Volgens een oude Brusselse wijsheid zijn er maar twee landen in de Europese Unie die echt fundamentele problemen met elkaar mogen hebben: Frankrijk en Duitsland. Voormalig Europees ambtenaar Riccardo Perissich beschreef eens hoe hij jaren geleden met de Spaanse Eurocommissaris Manuel Marin door het Commissiegebouw liep en dat Marin zei: „Riccardo, weet je wat jij bent? Jij bent een vraag.” Toen Perissich niet-begrijpend keek, vervolgde Marin: „Alleen de Fransen en Duitsers mogen hier problemen hebben. De Engelsen [dit was lang voor Brexit] mogen soms moeilijkheden hebben. De rest van ons mag alleen maar vragen hebben.”
Daar zit veel in, nog altijd. Alle ogen zijn dezer dagen gericht op de nieuwe Commissie, wie welke portefeuille krijgt en hoeveel kandidaten er straks gekielhaald worden bij de hoorzittingen in het Europees parlement. Allemaal belangrijk, soms zelfs vermakelijk. Maar doe een paar stappen terug, en je ziet wat het onderliggende verhaal is, ook nu: de relaties tussen Berlijn en Parijs. En die zijn niet goed.
De Europese eenwording begon in de jaren vijftig om te zorgen dat Frankrijk en Duitsland, die in hun zucht naar continentale hegemonie de laatste drie grote Europese oorlogen tegen elkaar voerden, elkaar nooit meer naar de strot zouden vliegen.

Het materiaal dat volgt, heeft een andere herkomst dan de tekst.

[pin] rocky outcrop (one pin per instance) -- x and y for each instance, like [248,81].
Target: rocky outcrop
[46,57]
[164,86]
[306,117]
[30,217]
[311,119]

Voortaan zouden beide landen, die andere politieke en economische culturen hebben en het per definitie oneens zijn, niet meer met munitie schieten maar alleen nog met woorden. Dat is wat ze sindsdien hebben gedaan: compromissen zoeken. Meestal lukt dat. Dat Berlijn en Parijs overal anders naar kijken, is een gegeven. De EU is bedacht om dat te kanaliseren en te managen. De Commissie, Italië, Benelux-landen en tegenwoordig ook Spanje en Polen helpen daar vaak bij. Niettemin kijken buitenstaanders als Perissich vaak naar die eeuwige Frans-Duitse ruzies „met een mix van hoop, irritatie en ook frustratie over het feit dat je daaraan eigenlijk niet kunt deelnemen”.
Tot nog toe is het bijna altijd gelukt om die twee op één lijn te krijgen. Het duurt lang, er is een hoop drama, maar dan rolt er een compromis uit. Bankencrisis, eurocrisis, pandemie: alle grote problemen van de laatste vijftien jaar zijn met Europese compromissen weggemasseerd. Waarom? Simpel: omdat Fransen en Duitsers niet wilden dat de EU kapot zou vallen.
Hopelijk kan de nieuwe Commissie snel aan de slag om Parijs en Berlijn op één lijn te krijgen over de grote uitdagingen van deze tijd. Klimaat, economische weerbaarheid, behoud van de rechtsstaat, oorlog in Oekraïne, Russische dreiging – er ligt nogal wat op het bord. En nee, immigratie hoort hier niet bij. Het Europese migratiepact van mei wordt in diverse landen aan de kant geschoven door politici die, zoals de Oostenrijkse satiricus Karl Kraus schreef, „liegen tegen journalisten en dan geloven wat ze afgedrukt zien”.
Helaas gebeurt dat niet alleen in Hongarije of Nederland, maar nu ook in Duitsland – zie de nieuwe Duitse grenscontroles. Ook bij het stimuleren van de Europese economie, collectieve defensie en hulp aan Oekraïne staat Duitsland op de rem. Door ruziënde regeringspartijen en panische angst voor extreem-rechts blokkeert Duitsland gezamenlijke investeringen in vitale Europese industrieën (zie het Draghi-rapport van vorige week) en de levering van aanvalswapens aan Oekraïne. Omdat Frankrijk evenmin leiderschap heeft, gaat ook daar binnenlandpolitiek boven buitenlandpolitiek. President Macron en kanselier Scholz spreken elkaar, maar de chemie tussen hen is nooit super geweest. Beider blik is naar binnen gericht. Niet op Europa.
Maar als die twee hun verschillen niet overbruggen, kan Europa niet vooruit. Voor landen als Polen, met de Russische adem in de nek, is dat angstaanjagend. Buitenlandminister Sikorski zei eens: „Ik ben minder bang voor Duitse macht dan voor Duitse passiviteit.”
Steeds als de wereld verandert, geven Frankrijk en Duitsland Europa een ‘reset’. Zonder die twee lukt dat niet. Heel Europa is daar helaas nog altijd afhankelijk van – net als in de dagen van Marin.